Jadis, c’étaient les mâles qui vivaient le plus vieux, mais à présent, c’est l’inverse ; les progrès dans la contraception, la surveillance de l’accouchement & surtout l’asepsie, ont fait chuter la mortalité féminine.  On a étudié les moines et moniales dont la vie est semblable (même vie calme & sans excès, même alimentation saine, ..) et l’on a constaté que la femme est biologiquement programmée pour vivre 5 ans de plus que l’homme.

La nature l’a voulu ainsi parce que la grand-mère est plus importante pour la survie des jeunes que le grand-père ; il ne peut plus chasser, tandis qu’elle peut toujours aider à leur survie en aidant une mère épuisée à garder les petits.

Remarque : chez la plupart des espèces, les parents meurent juste après la ponte des œufs ou une fois les petits élevés.  Seuls les grands primates gardent des grands-parents ; ce qui prouve leur utilité pour la survie de la progéniture.  En effet, la nature ne fait rien sans raison et la propagation de la vie est sa plus grande loi.

Une autre raison de sa survie plus longue est que la femme, tout en se préoccupant de sa santé, accepte plus la nécessité de la mort & ne craint donc pas de consulter au moindre signe d’alerte.

L’homme, à l’inverse, ne s’observe pas ; il ne repère pas les signes d’alerte ou, craignant un mauvais diagnostic, adopte la politique de l’autruche…  Quand les symptômes deviennent alarmants, il est souvent trop tard pour le sauver (encore la fameuse logique masculine, je présume !).

Toutes les cultures humaines ont accentué les différences naturelles entre les sexes ; peintures corporelles, tatouages, vêtements, comportements,.. doivent souligner les différences sexuelles. Ceci en a poussé certains à déduire que les différences entre sexes n’étaient QUE culturelles.  On sait à présent que c’est faux : l’homme et la femme, bien qu’égaux, diffèrent profondément en essence.
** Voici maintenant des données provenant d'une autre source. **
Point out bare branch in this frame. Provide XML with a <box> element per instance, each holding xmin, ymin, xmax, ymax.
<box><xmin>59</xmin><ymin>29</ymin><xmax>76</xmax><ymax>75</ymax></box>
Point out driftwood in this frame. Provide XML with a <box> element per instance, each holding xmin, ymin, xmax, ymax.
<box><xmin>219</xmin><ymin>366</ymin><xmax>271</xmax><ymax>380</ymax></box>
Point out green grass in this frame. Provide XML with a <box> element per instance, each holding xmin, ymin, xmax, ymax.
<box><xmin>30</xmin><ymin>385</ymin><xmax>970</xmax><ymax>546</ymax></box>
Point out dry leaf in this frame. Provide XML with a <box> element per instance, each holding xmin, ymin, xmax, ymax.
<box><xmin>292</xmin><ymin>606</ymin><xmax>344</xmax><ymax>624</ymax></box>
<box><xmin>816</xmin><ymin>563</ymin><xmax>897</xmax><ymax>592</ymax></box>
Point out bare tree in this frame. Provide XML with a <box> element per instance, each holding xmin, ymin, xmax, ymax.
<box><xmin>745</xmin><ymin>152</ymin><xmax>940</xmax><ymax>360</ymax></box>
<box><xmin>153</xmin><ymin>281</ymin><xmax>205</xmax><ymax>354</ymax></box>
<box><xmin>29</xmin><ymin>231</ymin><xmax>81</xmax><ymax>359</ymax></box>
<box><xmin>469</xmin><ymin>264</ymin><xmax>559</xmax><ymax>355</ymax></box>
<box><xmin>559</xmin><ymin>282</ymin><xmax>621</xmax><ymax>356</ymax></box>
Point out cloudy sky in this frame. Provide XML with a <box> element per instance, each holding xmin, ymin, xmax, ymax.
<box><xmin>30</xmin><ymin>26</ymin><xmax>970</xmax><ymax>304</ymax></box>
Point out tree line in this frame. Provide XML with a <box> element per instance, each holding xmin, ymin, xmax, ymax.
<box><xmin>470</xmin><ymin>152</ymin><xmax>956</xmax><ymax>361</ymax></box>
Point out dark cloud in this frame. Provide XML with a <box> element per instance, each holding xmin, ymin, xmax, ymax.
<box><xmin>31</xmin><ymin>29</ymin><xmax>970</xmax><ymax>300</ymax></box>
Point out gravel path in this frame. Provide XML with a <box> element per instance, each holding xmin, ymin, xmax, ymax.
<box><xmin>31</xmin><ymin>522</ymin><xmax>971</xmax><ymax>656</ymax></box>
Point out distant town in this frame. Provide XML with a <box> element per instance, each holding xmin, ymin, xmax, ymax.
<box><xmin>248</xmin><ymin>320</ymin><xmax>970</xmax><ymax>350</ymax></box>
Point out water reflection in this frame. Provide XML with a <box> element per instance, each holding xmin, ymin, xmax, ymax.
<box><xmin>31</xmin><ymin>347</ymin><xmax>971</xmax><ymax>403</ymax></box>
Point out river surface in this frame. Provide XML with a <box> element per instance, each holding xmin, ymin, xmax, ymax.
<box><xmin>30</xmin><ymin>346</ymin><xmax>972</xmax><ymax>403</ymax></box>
Il faut en tenir compte, justement pour arriver à se rejoindre et à se comprendre – et aussi pour promulguer des lois qui seraient VRAIMENT justes !

Petit conte sur le cerveau & les petites boîtes :

Les hommes ont le cerveau fait de petites boîtes ; une boîte pour l’argent, une pour le job, une pour la femme, une pour la voiture, … Et ces boîtes ne se touchent pas. Quand un homme parle d’un sujet, il va à la boîte concernée, la sort, l’ouvre et ne discute que de ce qu’il y a dans cette boîte-là, puis, il la referme et la remet en place, en ayant soin qu’elle ne touche aucune autre boîte.

Mais les femmes ont le cerveau comme une grande boîte de fils électriques où tout est connecté à tout le reste, un peu comme l’Internet – et fonctionne à l’énergie nommée « émotions ». Et alors, les femmes se rappellent de tout, car si on prend un événement et qu’on le connecte à une émotion, ça brûle à jamais dans la mémoire. Ceci n’arrive que rarement aux hommes, parce qu’ils s’en foutent !

Les femmes, elles, se soucient de tout.

Les hommes ont une boîte avec rien dedans – la « boîte de rien », qui est en fait leur préférée ; s’ils en ont l’occasion, ils y mettront la plupart des choses. Voici pourquoi les hommes peuvent faire des activités (comme la pêche, …) où le cerveau n’a aucune part. Une étude américaine a montré que oui, les hommes peuvent parfois ne penser à rien du tout ! Les femmes par contre, ont toujours le cerveau en activité et ne peuvent pas faire comme eux.

Et, comme elles ignorent l’existence de la « boîte de rien », rien ne les irrite plus que de voir un homme faire… rien.